A place for tracking data team issues
0 stars 1 forks source link

Determine method for using country names and ISO3 codes #39

Closed luiscape closed 10 years ago

luiscape commented 10 years ago

We currently have a few inconsistencies with the way we assign names and country codes. I did a comparison between our terminology and ReliefWeb's and highlighted some differences here:

https://docs.google.com/spreadsheets/d/1ZzjQY1LLF0SpyG6dU7keAKtDbpRxf4gOeiL-c3Jb0wE/edit#gid=0

To fully solve this issue, I suggest the following method:

  1. Use the official names provided by UNTERM. (A) We have scraped them already and (B) They come in the 6 official UN languages.
  2. Use discretionary "Short Names" according to our needs. We are responsible for determining those names. Our system could benefit from using "Venezuela" instead of "the Bolivarian Republic of Venezuela".

Once we define that method I'll create an official "dictionary" of names for the project.

luiscape commented 10 years ago

@takavarasha Also let me know what you think.

JavierTeran commented 10 years ago

Great analysis. Please see my comments on Issue #38. Godfrey already standardized all focus countries in HDX repository. We did only long names but your proposal of short names is great. What you think @takavarasha ?

luiscape commented 10 years ago

The method for official names using http://unstats.un.org/unsd/methods/m49/m49alpha.htm sounds appropriate.
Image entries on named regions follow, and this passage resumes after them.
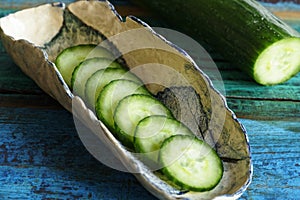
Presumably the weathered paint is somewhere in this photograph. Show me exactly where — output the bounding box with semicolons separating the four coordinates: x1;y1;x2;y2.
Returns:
0;0;300;200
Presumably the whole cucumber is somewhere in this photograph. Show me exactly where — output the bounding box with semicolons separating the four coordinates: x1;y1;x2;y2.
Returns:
133;0;300;85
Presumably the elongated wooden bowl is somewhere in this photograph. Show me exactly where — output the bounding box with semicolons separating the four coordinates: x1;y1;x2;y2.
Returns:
0;1;252;199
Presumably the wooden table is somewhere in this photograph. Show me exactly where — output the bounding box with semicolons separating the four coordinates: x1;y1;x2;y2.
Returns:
0;0;300;200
That would be the right thing to do in my opinion.

As of "Short Names" we could implement that and use whatever we want -- or whatever makes sense.
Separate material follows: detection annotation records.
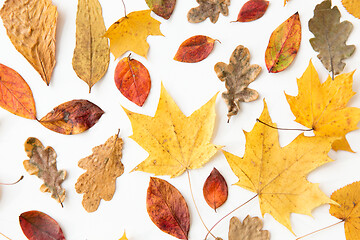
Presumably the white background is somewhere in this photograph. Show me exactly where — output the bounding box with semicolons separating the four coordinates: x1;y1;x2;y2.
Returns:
0;0;360;240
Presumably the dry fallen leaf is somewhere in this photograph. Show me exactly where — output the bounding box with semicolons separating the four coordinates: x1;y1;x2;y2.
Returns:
229;215;270;240
224;101;335;231
286;62;360;152
309;0;355;79
146;177;190;240
214;45;261;119
0;0;58;85
187;0;230;23
23;137;66;204
75;131;124;212
104;10;163;58
72;0;110;92
124;83;220;177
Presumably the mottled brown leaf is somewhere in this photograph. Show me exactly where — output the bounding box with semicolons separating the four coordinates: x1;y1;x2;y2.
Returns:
23;137;66;204
187;0;230;23
214;45;261;119
309;0;355;79
0;0;58;85
19;211;65;240
229;215;270;240
40;99;104;135
203;168;228;211
146;177;190;239
174;35;215;63
75;131;124;212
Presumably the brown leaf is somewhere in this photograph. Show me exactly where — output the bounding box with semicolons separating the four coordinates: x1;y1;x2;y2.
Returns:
214;45;261;119
146;177;190;239
19;211;65;240
188;0;230;23
174;35;215;63
40;99;104;135
75;131;124;212
0;64;36;119
203;168;228;211
229;215;270;240
114;56;151;107
0;0;58;85
23;137;66;204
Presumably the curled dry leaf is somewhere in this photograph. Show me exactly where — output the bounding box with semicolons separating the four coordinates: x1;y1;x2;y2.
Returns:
114;56;151;107
0;0;58;85
203;168;228;211
174;35;215;63
23;137;66;204
0;64;36;119
309;0;355;79
146;177;190;240
265;13;301;73
19;211;65;240
214;45;261;119
229;215;270;240
104;10;163;58
75;131;124;212
236;0;269;22
72;0;110;92
146;0;176;19
39;99;104;135
187;0;230;23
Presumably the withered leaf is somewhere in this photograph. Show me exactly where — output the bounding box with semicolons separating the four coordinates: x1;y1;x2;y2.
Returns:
23;137;66;204
0;64;36;119
229;215;270;240
214;45;261;119
146;177;190;239
75;131;124;212
39;99;104;135
72;0;110;92
187;0;230;23
0;0;58;85
309;0;355;79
Finally, if translation is necessary, I suggest using UNTERM for the other 5 languages that aren't in the http://unstats.un.org/unsd/methods/m49/m49alpha.htm list.

How does that sound?

JavierTeran commented 10 years ago

Sounds good to me, @takavarasha do you agree?
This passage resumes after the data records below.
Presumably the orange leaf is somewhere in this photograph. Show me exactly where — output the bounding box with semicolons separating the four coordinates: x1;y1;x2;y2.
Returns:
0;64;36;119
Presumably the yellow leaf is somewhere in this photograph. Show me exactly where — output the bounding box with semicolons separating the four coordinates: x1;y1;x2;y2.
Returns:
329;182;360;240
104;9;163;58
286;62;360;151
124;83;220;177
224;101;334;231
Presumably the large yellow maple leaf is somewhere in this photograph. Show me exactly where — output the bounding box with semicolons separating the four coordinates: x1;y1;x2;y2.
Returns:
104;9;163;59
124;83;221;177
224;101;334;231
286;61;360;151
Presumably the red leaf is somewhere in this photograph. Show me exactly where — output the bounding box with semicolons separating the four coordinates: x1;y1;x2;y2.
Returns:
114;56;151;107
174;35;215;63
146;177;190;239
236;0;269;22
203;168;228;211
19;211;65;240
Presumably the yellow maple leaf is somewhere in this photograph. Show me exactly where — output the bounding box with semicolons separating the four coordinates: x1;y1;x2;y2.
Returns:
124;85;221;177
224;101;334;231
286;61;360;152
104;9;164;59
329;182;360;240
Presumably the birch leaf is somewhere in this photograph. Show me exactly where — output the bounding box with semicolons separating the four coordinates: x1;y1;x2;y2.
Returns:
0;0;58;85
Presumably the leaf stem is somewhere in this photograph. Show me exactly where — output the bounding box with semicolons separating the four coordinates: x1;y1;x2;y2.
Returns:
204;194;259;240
luiscape commented 10 years ago

@JavierTeran @takavarasha -- Sorry for being pushy on this issue, but I see this as an essential standard to have -- and an easy win. What would be an update on this issue? And what are the tasks that need to be completed?

JavierTeran commented 10 years ago

The agreed spelling of countries names (short and long form) will be defined here: https://docs.google.com/spreadsheet/ccc?key=0AoSjej3U9V6fdHJzcWNreF8tVDNXTlpaeXl3Z3h3WWc&usp=drive_web#gid=15 (column in orange) Still work in progress, will update it in the following days.

luiscape commented 10 years ago

@JavierTeran just checked the Gspreadsheet and it does seem that it needs some work. Let me know if you need help.

JavierTeran commented 10 years ago

@luiscape Yes, please can you jump in there when you have a minute. Thanks

JavierTeran commented 10 years ago

We decided we will be using UNSD country codes as default in HDX.